Indian politician (1903–1990)

Kevichüsa Nisier Meru (15 April 1903 – 28 December 1990) was an Indian politician and a Member of Parliament, representing Nagaland in the Lok Sabha, the lower house of India's Parliament. He was the first Naga IAS Officer and also the first Naga graduate. Kevichüsa was conferred the Member of the Most Excellent Order of the British Empire (MBE).

== Early life ==
Kevichüsa Nisier Meru was born on 15 April 1903 to an Angami Naga family from Khonoma.

He did his graduation from St. Paul's Cathedral College, Calcutta.

His father Nisier Meru was the first Christian convert from Khonoma. Kevichüsa was educated at Baptist Mission School.

== Political career ==

=== Naga National Council ===
The Naga National Council (NNC) had 29 officially elected members representing their respective tribal councils at its inception. These were elected from various clans or village councils. Kevichüsa was amongst its earliest members. Along with many representatives from the Angami and Zeme tribes, Kevichüsa then endorsed complete independence for the Nagas once the British left. In the NNC meeting held at Wokha in June 1946, he insisted,Self-government should mean a government of the Nagas, for the Nagas, by the Nagas. Nothing else means anything to the Nagas. We have to be masters of our own country and be free.After the 1951 plebiscite, Kevichüsa and some of the early leaders of NNC took a step back from their early articulations of self-determination as the movement evolved into a mass movement amidst intensified state repression. Kevichüsa soon resigned from the NNC. John Thomas places these actions amongst certain sections of the 'educated' Naga elites as typical response of national bourgeoise elsewhere.
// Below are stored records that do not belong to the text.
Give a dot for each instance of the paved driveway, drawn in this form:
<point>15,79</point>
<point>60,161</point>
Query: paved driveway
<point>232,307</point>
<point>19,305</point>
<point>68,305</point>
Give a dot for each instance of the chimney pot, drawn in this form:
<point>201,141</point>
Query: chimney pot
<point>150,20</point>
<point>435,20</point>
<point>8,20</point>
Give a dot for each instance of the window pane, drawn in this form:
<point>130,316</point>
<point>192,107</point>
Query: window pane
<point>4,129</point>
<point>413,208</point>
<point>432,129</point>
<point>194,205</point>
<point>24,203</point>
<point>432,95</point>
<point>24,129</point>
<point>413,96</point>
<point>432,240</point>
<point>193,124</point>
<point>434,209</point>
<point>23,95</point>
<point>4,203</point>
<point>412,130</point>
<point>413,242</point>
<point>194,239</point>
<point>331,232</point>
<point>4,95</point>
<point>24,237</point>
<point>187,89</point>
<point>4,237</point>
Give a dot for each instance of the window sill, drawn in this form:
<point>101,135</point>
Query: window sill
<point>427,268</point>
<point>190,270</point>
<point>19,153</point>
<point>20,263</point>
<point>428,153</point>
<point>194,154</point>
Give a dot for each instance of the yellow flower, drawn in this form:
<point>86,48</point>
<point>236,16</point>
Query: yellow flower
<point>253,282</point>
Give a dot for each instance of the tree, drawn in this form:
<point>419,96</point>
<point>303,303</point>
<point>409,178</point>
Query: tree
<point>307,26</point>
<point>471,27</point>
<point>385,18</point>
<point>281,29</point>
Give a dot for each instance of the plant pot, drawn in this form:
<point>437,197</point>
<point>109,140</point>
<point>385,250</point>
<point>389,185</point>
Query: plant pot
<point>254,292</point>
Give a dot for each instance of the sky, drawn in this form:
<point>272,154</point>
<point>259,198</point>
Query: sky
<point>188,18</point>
In the 1969 Nagaland Legislative Assembly election, Kevichüsa stood as the United Front's candidate from Dimapur Town and Dimapur Outer constituencies. He lost in both seats. While Kevichüsa polled 706 votes in the Dimapur Outer constituency, the Naga Nationalist Organisation candidate secured 3186 votes.

=== Member of Parliament ===
In 1971, as a candidate of the United Front of Nagaland, Kevichüsa stood against S. C. Jamir in the Lok Sabha elections. Jamir, then, was the Deputy Minister of Agriculture in the Indira Gandhi government. During the election campaign, Kevichüsa attacked the Naga Nationalist Organisation for its failure to implement the "16 Point Agreement" with the approval of the Indian government. He promised to work towards the negotiation of a new political settlement. Kevichüsa registered an overwhelming victory with 102,596 votes (63.3%) defeating Jamir.

==Personal life==
Kevichüsa married Germanthangi on 15 October 1931. Together the couple had six daughters and five sons.

==Legacy==
In 2017, his family-run foundation–The Kevichüsa Foundation–instituted the A. Kevichüsa Citizenship Award to recognise an individual or group from the indigenous community who have 'championed, demonstrated, and embodied' the ideal of citizenship.